Balikpapan, 18 Agustus 2026 – Seluruh perwakilan unit vertikal Kementerian Keuangan di wilayah Kalimantan Timur dan Kalimantan Utara kembali menggelar rapat koordinasi gabungan dalam kegiatan Rapat Asset Liability Committee (ALCo) Regional Kalimantan Timur dan Utara tingkat Pimpinan yang digelar secara daring pada Selasa (18/08).
Agenda rapat kali ini adalah untuk membahas perkembangan Anggaran Pendapatan dan Belanja Negara (APBN) pada Provinsi Kalimantan Timur dan Provinsi Kalimantan Utara pada bulan Juli 2026. Pemaparan perkembangan APBN disampaikan oleh Kepala Balai Diklat Keuangan Balikpapan, Warid Sudarwanto.
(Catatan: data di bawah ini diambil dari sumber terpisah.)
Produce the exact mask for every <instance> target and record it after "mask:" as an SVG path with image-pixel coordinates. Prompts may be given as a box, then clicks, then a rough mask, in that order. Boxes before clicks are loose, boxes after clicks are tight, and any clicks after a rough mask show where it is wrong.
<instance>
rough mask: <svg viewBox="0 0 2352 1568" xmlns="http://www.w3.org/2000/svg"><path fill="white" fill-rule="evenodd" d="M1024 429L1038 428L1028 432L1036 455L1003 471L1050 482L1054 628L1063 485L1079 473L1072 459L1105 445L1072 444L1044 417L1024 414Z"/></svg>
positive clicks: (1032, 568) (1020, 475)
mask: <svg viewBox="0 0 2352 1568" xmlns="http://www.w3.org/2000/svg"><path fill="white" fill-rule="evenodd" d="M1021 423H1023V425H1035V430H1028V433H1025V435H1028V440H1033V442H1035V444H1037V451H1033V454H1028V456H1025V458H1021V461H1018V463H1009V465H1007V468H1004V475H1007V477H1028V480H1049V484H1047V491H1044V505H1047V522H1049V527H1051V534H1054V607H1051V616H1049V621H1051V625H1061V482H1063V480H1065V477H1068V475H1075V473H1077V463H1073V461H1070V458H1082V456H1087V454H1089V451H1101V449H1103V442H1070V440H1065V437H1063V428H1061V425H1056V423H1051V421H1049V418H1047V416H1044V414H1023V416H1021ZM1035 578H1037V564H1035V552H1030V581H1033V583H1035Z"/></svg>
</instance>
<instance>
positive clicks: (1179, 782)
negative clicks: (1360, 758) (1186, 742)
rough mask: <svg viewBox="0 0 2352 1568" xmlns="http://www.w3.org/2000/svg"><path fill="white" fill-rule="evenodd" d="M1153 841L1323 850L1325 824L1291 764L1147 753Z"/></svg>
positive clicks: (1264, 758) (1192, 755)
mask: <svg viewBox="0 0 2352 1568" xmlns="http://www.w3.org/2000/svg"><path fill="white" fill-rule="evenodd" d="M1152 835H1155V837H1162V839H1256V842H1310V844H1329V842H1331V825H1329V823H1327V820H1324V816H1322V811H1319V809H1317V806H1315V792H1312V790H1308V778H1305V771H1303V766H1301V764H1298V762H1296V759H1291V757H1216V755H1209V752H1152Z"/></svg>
Hadir secara daring mengikuti paparan progres kinerja dari tiap unit kerja, Plt. Kepala Kantor DJP Kalimantan Timur dan Utara Ihsan Priyawibawa, Kepala Kantor Wilayah Direktorat Jenderal Kekayaan Negara (DJKN) Kalimantan Timur dan Utara Sugeng Apriyanto, Kepala Kanwil Direktorat Jenderal Bea dan Cukai (DJBC) Kalimantan Bagian Timur Bagus Nugroho Tamtomo Putro, Kepala Kantor Wilayah Direktorat Jenderal Perbendaharaan (DJPb) Provinsi Kalimantan Timur Tjahjo Purnomo dan Kepala Kantor Wilayah Direktorat Jenderal Perbendaharaan (DJPb) Provinsi Kalimantan Utara Ika Hermini Novianti.
Capaian penerimaan pajak Kanwil DJP Kalimantan Timur dan Utara ditopang dari beberapa jenis pajak, seperti Pajak Penghasilan (PPh) Non Migas, Pajak Pertambahan Nilai (PPN), Pajak Penjualan atas Barang Mewah (PPnBM), Pajak Bumi dan Bangunan (PBB), dan pajak lainnya.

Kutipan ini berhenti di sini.